Navi turche contro due pescherecci italiani

Sassate da una flottiglia. Dopo l'attacco a Misurata, si ipotizza una strategia

Navi turche contro due pescherecci italiani

Due pescherecci italiani sono stati presi a sassate e quasi speronati da una flottiglia turca a 27 miglia dalle loro coste, a nord di Cipro. Non può essere un caso. L'ondata di migranti dalla Tripolitania, in mano ai turchi, gli spari contro il nostro peschereccio davanti a Misurata, roccaforte filo Ankara e il lancio di sassi di ieri, che non si trovano in mare, ma vanno portati da terra, sono segnali di una «guerra» non dichiarata all'Italia. Il neo sultano Erdogan l'ha giurata al presidente del Consiglio Mario Draghi che poche settimana fa l'aveva chiamato dittatore.
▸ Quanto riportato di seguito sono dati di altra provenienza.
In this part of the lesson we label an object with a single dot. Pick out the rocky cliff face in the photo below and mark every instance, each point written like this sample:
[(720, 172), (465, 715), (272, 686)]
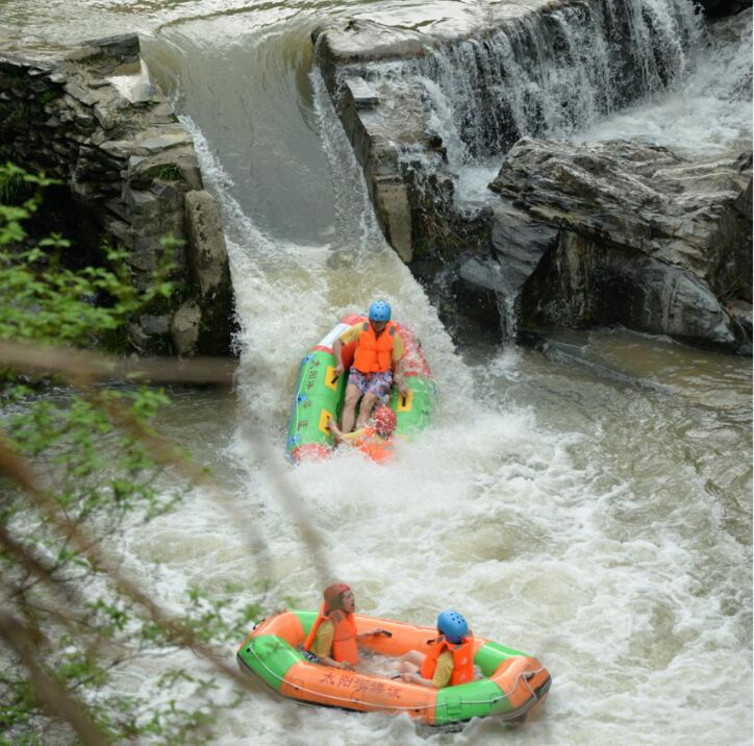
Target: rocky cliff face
[(93, 118), (588, 234), (643, 238)]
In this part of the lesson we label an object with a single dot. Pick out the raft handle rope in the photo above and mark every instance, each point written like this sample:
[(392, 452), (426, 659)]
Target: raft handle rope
[(416, 708)]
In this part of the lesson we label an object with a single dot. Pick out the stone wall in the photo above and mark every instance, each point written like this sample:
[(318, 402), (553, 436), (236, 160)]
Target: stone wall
[(588, 244), (93, 118)]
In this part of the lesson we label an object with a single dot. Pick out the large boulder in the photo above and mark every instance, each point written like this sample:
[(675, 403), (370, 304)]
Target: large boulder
[(646, 238)]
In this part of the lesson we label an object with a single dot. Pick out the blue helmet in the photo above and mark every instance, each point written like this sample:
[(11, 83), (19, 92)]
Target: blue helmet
[(379, 311), (451, 624)]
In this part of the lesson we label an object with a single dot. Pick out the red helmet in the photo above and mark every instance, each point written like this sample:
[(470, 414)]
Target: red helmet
[(384, 420)]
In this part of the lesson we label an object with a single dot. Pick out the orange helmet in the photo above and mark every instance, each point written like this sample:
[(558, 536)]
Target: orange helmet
[(384, 420)]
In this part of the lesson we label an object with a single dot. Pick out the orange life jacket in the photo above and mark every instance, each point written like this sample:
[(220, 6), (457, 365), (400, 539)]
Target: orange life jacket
[(373, 355), (344, 647), (371, 444), (463, 660)]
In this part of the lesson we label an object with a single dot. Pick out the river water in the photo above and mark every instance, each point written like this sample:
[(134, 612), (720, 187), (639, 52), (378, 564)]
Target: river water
[(589, 503)]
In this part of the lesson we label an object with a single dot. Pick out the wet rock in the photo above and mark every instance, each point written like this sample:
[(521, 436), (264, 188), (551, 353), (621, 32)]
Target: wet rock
[(94, 119), (185, 329), (645, 238)]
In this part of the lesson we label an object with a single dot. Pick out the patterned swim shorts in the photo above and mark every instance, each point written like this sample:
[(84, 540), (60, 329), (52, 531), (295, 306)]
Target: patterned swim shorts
[(378, 384)]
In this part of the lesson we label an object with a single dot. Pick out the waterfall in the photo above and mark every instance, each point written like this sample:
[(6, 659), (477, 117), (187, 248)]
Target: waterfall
[(552, 73)]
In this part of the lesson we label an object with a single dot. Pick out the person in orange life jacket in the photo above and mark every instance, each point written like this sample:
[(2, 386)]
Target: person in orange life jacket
[(371, 377), (333, 639), (373, 441), (450, 659)]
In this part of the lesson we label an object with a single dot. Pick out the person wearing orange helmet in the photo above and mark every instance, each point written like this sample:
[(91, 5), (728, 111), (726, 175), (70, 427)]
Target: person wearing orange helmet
[(379, 348), (374, 440), (333, 639)]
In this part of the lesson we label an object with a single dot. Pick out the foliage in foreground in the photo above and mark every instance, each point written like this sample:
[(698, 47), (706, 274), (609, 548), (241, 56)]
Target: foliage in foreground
[(88, 465)]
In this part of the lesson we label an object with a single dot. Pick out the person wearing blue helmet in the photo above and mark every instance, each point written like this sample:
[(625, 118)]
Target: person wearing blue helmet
[(379, 348), (450, 658)]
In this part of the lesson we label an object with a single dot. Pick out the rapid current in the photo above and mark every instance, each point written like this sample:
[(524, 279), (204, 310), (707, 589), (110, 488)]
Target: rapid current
[(590, 504)]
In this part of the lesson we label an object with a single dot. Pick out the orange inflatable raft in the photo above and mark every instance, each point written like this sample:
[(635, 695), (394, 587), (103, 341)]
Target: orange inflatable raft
[(513, 684)]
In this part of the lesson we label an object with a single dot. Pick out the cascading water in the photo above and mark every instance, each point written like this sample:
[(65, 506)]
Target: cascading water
[(595, 511), (552, 73)]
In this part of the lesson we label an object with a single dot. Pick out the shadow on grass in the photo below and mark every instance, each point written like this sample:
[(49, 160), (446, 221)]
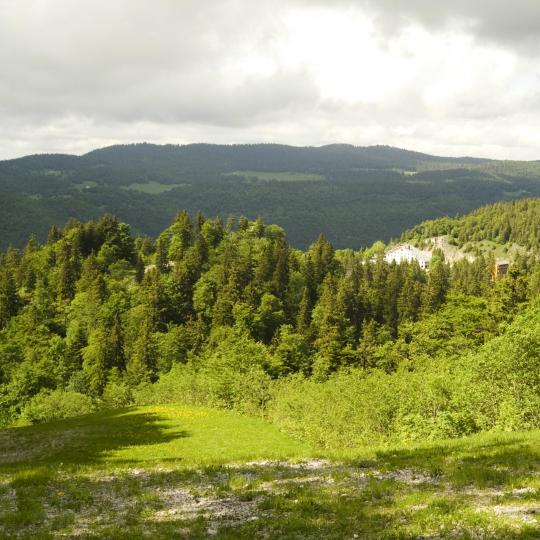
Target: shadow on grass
[(85, 440)]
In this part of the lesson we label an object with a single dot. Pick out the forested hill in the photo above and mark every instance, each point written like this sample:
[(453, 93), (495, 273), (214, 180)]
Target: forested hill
[(230, 315), (516, 222), (354, 195)]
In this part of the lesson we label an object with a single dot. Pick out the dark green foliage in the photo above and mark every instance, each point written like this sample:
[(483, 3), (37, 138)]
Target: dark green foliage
[(359, 195), (334, 345)]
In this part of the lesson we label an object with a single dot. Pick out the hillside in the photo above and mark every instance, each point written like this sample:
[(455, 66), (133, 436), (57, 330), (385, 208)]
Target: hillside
[(171, 472), (216, 381), (354, 195)]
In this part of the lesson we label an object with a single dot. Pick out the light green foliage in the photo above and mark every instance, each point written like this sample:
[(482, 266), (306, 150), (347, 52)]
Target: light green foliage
[(170, 471)]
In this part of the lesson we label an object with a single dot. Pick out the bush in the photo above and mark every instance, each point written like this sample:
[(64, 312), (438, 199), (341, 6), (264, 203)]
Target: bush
[(47, 406)]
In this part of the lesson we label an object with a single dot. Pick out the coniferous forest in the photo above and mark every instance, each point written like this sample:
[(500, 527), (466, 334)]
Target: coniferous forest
[(338, 347)]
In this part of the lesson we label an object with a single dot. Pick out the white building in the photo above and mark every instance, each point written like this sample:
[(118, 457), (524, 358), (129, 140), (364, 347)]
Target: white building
[(408, 253)]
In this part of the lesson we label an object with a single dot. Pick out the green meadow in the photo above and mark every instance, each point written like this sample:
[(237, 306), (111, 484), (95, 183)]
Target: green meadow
[(282, 176), (173, 471)]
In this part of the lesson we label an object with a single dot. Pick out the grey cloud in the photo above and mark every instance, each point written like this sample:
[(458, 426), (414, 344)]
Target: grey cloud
[(514, 25)]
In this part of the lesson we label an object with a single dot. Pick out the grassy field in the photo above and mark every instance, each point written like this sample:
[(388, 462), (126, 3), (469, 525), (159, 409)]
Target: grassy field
[(152, 187), (186, 472), (285, 176)]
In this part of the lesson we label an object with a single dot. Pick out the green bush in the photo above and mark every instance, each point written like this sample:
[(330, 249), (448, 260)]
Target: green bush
[(47, 406)]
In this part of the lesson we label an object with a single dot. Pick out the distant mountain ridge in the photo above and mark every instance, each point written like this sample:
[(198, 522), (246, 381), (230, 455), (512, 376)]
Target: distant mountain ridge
[(355, 195)]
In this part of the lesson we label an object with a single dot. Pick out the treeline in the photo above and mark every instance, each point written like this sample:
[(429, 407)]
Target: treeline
[(367, 194), (229, 314), (515, 222)]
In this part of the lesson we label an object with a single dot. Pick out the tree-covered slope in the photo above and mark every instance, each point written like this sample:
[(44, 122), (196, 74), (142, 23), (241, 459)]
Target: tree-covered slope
[(354, 195), (515, 222)]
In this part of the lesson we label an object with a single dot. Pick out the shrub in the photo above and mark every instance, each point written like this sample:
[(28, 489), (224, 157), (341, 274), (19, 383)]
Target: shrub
[(47, 406)]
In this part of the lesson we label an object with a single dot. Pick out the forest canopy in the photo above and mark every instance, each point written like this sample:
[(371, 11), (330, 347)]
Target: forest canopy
[(230, 315)]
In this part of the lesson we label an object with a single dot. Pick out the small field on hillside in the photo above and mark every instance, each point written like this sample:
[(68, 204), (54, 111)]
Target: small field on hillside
[(285, 176), (187, 472), (152, 188)]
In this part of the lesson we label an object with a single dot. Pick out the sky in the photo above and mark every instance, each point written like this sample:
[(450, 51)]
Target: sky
[(446, 77)]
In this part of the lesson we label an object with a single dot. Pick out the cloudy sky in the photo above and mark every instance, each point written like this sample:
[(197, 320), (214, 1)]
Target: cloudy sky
[(450, 77)]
Per di più la pressione migratoria e politica sull'Italia, anche con gli incidenti dei pescherecci, serve a convincere l'Europa ad accettare le condizioni del sultano per rinnovare l'accordo sui migranti della rotta balcanica. E magari portare a casa un patto fotocopia sulla Libia sul fronte del mare.

«Il mio peschereccio è stato prima preso a sassate da diversi pescherecci turchi, che lo hanno speronato per poi tentare di salire a bordo. Il comandante è stato costretto a tirare su le reti e ad allontanarsi dalla zona», denuncia Luciano Giacalone armatore dell'imbarcazione nel mirino. Il peschereccio attaccato ieri mattina è il «Michele Giacalone» partito da Mazara del Vallo. Il 3 maggio era già finito nei guai davanti a Bengasi quando un'unità navale del generale Khalifa Haftar si era avvicinata aprendo il fuoco. L'intervento della Marina militare aveva evitato il peggio.

Anche ieri è intervenuta la fregata Margottini, che ha lanciato un elicottero per difendere i pescherecci italiani e far diminuire la tensione. «I pescherecci turchi hanno lanciato materiali (pietre e fumogeni) e realizzato manovre cinematiche ravvicinate (una delle quali è sfociata in un contatto con il motopesca Giacalone, che ha riportato danni lievi)» si legge in una nota della Marina. L'altra unità coinvolta nella «guerra» del pesce è il San Giorgio sempre di Mazara. I turchi potevano contare su una decina di imbarcazioni, ma è intervenuta anche un motovedetta di Ankara per evitare guai peggiori. In passato ci sono stati screzi del genere, ma non così gravi. «Siamo rovinati, non possiamo andare avanti così - ha spiegato Giacalone - In qualunque area andiamo ci cacciano. Chiediamo che le istituzioni si diano da fare per fare un accordo soprattutto con la Libia e mettano le barche di Mazara nelle condizioni di poter lavorare».

Le acque fra Cipro e Turchia sono contese e la tensione nel Mediterraneo orientale con la Turchia riguarda anche le perforazioni per i giacimenti sottomarini. I pescherecci italiani, però, sembrano particolarmente nel mirino nelle ultime settimane. «Ora massime garanzie, non si può rischiare la vita per lavorare. Evidentemente non si è ancora capito fino in fondo il pericolo che corrono i pescherecci italiani nelle loro uscite in mare» sottolinea Bruno Mariani del sindacato del settore ittico Confsal.

In un comunicato Coldiretti Impresapesca ribadisce che «occorre porre fine al Far west che ha causato aggressioni, ferimenti e sequestri portando al dimezzamento della flotta siciliana di Mazara del Vallo nel giro di dieci anni».